Saturday, May 29, 2010

It's blooming season!

In Mapping the Margins, KimberlĂ© Crenshaw asks readers to view violence towards women through an intersectional lens, incorporating specifically race along with gender, which sets up a helpful frame for reading Helen Clarkson’s War Crimes and Dorothy Allison’s Two Or Three Things I Know For Sure.

Clarkson’s article was extremely disturbing and sad, but there’s no way I can say what I’d like to say about it in 500 words or less, so I’ll skip to Allison…

Just because Dorothy Allison’s story is not about the struggles of a woman of color does not mean that the intersectional approach needs to be abandoned – as we have discussed in class, race is just one aspect of intersectionality that applies to the concept of being a woman. In Dorothy’s case, class and sexuality play a huge role in the violence perpetrated against her throughout her life. In terms of gender roles, she was not what others expected her to be as a little girl: she was “mean and stubborn,” among other things, qualities which irritated her stepfather into wanting to exercise control over her. When it comes to class, she characterizes her family as “peasants.” I would never assert that child rape does not happen in middle-class households, but I believe her living situation aggravated the abuse – she had no option but to keep returning home to her abusive stepfather.

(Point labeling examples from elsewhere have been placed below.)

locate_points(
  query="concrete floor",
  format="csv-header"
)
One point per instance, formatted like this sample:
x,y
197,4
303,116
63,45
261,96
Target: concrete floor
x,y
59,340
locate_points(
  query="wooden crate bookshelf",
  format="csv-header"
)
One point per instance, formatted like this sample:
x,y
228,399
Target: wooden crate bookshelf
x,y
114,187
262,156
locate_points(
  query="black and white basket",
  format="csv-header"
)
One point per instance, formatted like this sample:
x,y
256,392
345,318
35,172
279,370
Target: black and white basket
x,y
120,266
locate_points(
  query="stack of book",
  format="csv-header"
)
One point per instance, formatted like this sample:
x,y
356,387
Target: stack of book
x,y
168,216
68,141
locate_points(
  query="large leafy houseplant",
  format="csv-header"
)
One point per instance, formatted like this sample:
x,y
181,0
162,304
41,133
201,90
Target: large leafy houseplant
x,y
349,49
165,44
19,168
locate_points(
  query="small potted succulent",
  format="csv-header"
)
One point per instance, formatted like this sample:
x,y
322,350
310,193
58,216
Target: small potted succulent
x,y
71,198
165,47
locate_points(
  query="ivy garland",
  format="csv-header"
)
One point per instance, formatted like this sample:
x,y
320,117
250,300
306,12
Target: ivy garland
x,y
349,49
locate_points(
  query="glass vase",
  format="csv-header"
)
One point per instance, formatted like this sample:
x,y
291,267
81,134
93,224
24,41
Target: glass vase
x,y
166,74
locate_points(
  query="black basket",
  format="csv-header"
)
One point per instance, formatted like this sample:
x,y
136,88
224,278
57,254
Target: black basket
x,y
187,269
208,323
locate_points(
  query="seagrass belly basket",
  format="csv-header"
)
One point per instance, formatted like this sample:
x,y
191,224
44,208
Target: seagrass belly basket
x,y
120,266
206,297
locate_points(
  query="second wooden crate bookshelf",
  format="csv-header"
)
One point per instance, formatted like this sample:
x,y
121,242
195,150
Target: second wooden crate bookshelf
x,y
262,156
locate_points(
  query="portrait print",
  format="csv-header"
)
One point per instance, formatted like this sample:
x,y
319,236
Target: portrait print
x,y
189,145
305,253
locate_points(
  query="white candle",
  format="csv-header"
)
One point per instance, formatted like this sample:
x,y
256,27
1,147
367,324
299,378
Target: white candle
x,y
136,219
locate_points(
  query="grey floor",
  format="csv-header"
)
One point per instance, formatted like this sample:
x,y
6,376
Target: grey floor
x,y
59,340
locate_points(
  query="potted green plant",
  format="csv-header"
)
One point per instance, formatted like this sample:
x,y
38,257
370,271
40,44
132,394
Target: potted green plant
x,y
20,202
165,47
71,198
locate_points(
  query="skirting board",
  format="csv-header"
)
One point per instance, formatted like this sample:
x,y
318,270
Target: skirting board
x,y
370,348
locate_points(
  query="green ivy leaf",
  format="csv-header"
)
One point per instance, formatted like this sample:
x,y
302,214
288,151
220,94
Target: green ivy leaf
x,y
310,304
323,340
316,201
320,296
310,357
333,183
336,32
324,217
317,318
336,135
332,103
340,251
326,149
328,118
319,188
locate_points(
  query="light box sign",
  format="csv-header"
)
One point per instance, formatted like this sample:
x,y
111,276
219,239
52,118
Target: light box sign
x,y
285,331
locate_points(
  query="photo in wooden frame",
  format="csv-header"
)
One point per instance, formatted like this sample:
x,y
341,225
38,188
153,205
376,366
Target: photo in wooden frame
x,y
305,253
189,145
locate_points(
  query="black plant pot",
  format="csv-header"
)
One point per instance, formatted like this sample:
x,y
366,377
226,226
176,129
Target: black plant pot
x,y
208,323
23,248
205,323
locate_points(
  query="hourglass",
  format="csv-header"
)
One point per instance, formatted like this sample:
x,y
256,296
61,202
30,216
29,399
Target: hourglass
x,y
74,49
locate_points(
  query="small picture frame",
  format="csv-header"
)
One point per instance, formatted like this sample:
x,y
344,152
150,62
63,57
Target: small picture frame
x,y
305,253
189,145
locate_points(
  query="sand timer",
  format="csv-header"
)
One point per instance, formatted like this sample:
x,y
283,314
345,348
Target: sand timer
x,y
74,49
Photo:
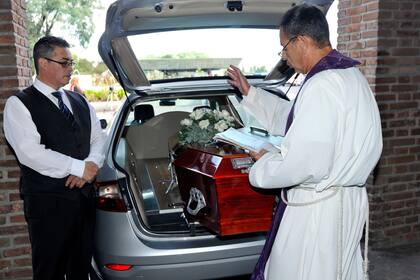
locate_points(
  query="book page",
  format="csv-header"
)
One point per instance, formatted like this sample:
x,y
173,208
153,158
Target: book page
x,y
248,141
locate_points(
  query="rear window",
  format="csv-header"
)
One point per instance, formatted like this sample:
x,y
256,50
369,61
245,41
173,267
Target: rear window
x,y
206,52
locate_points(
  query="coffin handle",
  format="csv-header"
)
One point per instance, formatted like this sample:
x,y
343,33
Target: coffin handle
x,y
196,198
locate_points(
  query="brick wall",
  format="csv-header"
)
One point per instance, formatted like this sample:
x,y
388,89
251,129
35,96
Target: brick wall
x,y
384,35
15,72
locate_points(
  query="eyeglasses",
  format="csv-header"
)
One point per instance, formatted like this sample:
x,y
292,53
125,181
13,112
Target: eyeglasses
x,y
66,63
285,46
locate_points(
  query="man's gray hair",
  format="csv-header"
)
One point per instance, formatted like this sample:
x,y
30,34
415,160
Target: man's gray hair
x,y
306,20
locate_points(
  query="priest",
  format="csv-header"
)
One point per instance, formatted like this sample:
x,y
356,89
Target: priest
x,y
332,142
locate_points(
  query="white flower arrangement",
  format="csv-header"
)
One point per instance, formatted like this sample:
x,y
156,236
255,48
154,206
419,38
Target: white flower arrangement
x,y
202,125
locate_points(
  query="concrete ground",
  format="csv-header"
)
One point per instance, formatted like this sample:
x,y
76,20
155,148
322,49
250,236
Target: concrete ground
x,y
402,263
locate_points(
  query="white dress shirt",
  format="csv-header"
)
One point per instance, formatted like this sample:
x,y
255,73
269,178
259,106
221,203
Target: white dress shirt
x,y
23,136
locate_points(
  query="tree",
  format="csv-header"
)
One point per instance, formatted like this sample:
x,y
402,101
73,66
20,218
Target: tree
x,y
73,15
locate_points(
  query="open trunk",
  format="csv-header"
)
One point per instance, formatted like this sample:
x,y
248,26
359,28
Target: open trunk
x,y
146,148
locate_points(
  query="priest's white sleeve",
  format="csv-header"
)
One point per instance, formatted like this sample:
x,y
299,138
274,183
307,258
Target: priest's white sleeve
x,y
307,152
270,110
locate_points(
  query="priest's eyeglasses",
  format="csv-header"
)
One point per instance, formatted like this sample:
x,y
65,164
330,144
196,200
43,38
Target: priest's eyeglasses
x,y
64,64
285,46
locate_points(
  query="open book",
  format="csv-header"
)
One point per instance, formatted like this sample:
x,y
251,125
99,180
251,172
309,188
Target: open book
x,y
246,140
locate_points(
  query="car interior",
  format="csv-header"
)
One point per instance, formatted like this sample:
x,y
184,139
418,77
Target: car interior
x,y
146,150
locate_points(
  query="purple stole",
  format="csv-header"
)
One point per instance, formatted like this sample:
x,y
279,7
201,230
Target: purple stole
x,y
334,60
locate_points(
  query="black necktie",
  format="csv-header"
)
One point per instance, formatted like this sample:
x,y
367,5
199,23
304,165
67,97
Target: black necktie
x,y
64,109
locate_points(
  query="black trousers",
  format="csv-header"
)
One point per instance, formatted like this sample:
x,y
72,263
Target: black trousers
x,y
61,235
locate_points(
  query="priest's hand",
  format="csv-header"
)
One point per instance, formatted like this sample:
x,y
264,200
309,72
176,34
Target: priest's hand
x,y
90,172
238,80
74,181
258,155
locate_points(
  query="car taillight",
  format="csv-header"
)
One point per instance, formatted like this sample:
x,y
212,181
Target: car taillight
x,y
109,197
119,267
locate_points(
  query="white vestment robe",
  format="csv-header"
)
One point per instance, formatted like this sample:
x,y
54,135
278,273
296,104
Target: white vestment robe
x,y
335,140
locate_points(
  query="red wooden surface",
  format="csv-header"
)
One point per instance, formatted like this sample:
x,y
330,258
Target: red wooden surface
x,y
233,206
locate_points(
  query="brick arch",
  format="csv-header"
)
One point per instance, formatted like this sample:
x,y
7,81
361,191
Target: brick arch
x,y
384,35
15,74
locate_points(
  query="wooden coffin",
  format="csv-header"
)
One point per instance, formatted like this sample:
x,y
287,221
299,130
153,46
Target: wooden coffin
x,y
213,181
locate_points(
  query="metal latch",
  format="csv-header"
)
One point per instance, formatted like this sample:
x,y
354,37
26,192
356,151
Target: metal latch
x,y
240,163
234,6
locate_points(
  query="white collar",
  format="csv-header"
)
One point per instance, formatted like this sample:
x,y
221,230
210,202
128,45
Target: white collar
x,y
44,88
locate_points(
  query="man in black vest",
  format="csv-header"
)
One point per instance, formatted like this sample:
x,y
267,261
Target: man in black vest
x,y
58,141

“Because of their intersectional identity as both women and of color within discourses that are shaped to respond to one or the other, women of color are marginalized within both” (Crenshaw, IWS 201)
I have always recognized that antiracist groups and feminist groups existed to attempt to address the problems of racism and sexism, but I never thought that instead of women of color benefiting from both movements, they would actually be marginalized by both of them. I think the Crenshaw article makes a very clear point that is not often (almost never?) made in our society: overlap into more than one category does not mean that you benefit from the movements that benefit those specific categories. It seems to me that people who don’t take the time to educate themselves and listen to other possibilities end up perpetuating the myth that everyone is being taken care of by some movement or another. This perpetuation can be completely accidental, too – take me, for example. Before I read the Crenshaw article and before I was introduced to the idea of intersectionality and life in the “interstices” (discussed in Alsultany’s article), I probably would have assumed that a woman of color benefits from both the feminist movement and antiracist movements. Was my ignorance an act of hate? I would certainly like to hope that it was not at all. But the point is, marginalized voices are not heard unless people go looking for them – people like Crenshaw, or students of women’s studies. Not everyone is a student of women’s studies, which means the voices need outlets through more people. The ones who are already hearing just need to keep listening and keep passing on the story.

1 comment:

  1. Laura,
    As your reader, I really appreciate your personal reflection at the end of every post. You should bring these larger questions/concerns up in class because you are asking fabulous questions: what is the "purpose" of each piece we read? What is the author hoping to prompt in us? Why tell one's story? What are we to do with such information, especially, as you say, we often have to seek out such narratives on our own? These are the questions you ponder at the end of your posts and such reflection is inspiring!